15. The system of claim 12, wherein the at least one attribute of the virtual representation varied by the software application based on the change in the at least a portion of the plurality of interconnectable blocks used to make the physical assembly includes the access characteristic of the virtual representation, the access characteristic including at least one of: unlocking of a new level, unlocking of a new location, and unlocking of game within a game.

16. The system of claim 1, further comprising:

a power base module supplying power to the physical assembly;

wherein at least one of the plurality of interconnectable blocks includes a powered element powered by the power base module when the at least one of the plurality of interconnectable blocks is connected to the physical assembly.

17. The system of claim 16, wherein the at least one powered element includes at least one of: a visible element, an audible element, and a movable element.

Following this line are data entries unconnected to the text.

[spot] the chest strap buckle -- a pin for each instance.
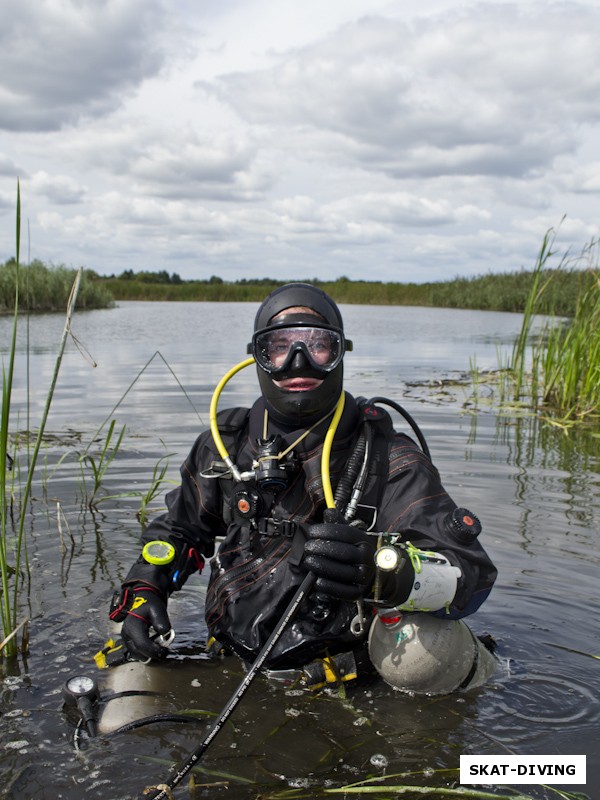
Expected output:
(270, 526)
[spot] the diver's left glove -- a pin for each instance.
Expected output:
(341, 556)
(141, 607)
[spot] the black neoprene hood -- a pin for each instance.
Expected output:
(300, 407)
(298, 294)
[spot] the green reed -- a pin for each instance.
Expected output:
(13, 559)
(563, 377)
(40, 288)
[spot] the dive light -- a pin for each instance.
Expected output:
(81, 692)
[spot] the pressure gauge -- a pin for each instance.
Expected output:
(158, 553)
(81, 686)
(387, 558)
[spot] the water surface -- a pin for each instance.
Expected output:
(154, 366)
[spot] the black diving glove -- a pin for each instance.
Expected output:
(141, 607)
(341, 556)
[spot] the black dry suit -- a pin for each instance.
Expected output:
(258, 565)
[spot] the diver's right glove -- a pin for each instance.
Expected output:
(140, 608)
(341, 556)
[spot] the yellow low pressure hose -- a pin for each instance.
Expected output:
(214, 428)
(222, 450)
(325, 474)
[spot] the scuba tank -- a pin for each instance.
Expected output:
(419, 653)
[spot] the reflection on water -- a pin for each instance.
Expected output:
(535, 489)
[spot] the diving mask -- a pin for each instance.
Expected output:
(275, 347)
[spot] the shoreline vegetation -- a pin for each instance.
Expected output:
(44, 289)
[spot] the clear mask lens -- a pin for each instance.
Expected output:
(274, 349)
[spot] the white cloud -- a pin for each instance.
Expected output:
(61, 60)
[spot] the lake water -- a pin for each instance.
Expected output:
(153, 368)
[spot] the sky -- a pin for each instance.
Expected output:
(405, 141)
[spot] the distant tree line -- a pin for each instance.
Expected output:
(43, 288)
(493, 292)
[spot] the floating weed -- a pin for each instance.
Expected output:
(99, 465)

18. The system of claim 16, wherein the software application is further configured to activate the at least one powered element via the communications device.

19. The system of claim 1, wherein the software application is configured to alter the respective block data of at least one of the plurality of blocks used in the physical assembly via the communications device.

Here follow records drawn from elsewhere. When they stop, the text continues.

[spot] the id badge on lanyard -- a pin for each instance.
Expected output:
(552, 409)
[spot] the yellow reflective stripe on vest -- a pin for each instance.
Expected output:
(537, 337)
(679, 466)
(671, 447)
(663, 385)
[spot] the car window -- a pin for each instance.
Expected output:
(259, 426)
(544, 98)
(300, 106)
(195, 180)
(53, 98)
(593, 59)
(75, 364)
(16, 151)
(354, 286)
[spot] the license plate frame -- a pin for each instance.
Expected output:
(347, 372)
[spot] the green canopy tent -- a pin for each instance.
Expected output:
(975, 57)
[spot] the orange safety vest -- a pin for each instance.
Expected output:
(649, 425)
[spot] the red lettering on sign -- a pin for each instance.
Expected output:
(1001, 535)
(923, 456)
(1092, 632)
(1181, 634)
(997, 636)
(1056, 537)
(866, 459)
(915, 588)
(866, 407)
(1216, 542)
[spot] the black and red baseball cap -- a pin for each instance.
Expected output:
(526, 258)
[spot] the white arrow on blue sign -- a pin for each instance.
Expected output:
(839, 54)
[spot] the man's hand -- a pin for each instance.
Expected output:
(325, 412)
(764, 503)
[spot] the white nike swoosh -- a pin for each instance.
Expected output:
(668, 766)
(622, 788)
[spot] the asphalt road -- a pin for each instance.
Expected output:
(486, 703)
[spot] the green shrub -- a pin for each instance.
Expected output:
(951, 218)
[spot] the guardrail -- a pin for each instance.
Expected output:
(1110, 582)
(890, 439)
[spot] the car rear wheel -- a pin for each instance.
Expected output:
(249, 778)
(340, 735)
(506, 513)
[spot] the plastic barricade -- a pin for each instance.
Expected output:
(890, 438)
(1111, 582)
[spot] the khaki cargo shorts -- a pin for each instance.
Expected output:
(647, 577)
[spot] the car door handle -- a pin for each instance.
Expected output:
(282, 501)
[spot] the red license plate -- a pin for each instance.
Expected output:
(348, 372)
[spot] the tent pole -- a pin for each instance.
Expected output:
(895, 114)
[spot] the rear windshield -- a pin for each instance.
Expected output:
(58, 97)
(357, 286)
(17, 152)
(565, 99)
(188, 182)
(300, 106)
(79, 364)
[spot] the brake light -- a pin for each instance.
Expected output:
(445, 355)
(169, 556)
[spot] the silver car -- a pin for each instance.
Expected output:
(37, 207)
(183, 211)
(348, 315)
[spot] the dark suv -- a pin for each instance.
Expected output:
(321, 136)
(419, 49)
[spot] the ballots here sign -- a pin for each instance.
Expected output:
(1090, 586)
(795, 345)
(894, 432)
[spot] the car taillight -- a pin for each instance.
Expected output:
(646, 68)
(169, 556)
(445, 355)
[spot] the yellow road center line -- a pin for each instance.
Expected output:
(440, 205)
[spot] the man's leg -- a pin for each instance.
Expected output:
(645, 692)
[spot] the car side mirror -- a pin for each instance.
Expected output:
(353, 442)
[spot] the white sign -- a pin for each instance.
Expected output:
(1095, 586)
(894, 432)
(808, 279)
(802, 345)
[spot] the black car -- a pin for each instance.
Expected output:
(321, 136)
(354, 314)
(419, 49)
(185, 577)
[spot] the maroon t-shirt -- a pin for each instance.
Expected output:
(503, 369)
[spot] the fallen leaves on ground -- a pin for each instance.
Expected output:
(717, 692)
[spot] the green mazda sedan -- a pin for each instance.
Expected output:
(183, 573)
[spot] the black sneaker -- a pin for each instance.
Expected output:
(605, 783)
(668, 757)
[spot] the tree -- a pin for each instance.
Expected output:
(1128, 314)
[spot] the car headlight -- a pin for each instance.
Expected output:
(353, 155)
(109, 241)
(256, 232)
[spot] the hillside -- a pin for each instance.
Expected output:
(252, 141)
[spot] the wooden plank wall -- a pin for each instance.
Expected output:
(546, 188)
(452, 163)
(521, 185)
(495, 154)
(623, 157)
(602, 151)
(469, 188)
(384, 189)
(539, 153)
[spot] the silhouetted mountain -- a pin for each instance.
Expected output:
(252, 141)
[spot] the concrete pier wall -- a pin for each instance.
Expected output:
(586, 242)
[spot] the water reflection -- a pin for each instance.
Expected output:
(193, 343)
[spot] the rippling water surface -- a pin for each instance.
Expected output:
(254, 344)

20. A computer-interactive building system kit comprising:

a plurality of interconnectable blocks, each of the plurality of interconnectable blocks having non-transitory memory storing respective block data;

a non-transitory memory storage device comprising program instructions for executing a software application when loaded on a computer, the software application as executed by the computer being configured to: generate a virtual representation of a physical assembly of at least a portion of the plurality of interconnectable blocks based on the respective block data of the at least a portion of the plurality of interconnectable blocks used to make the physical assembly; and vary at least one attribute of the virtual representation based on a change in the at least a portion of the plurality of interconnectable blocks used to make the physical assembly; and

a communications device configured for data communication between the at least a portion of the plurality of interconnectable blocks used to the make the physical assembly and the computer.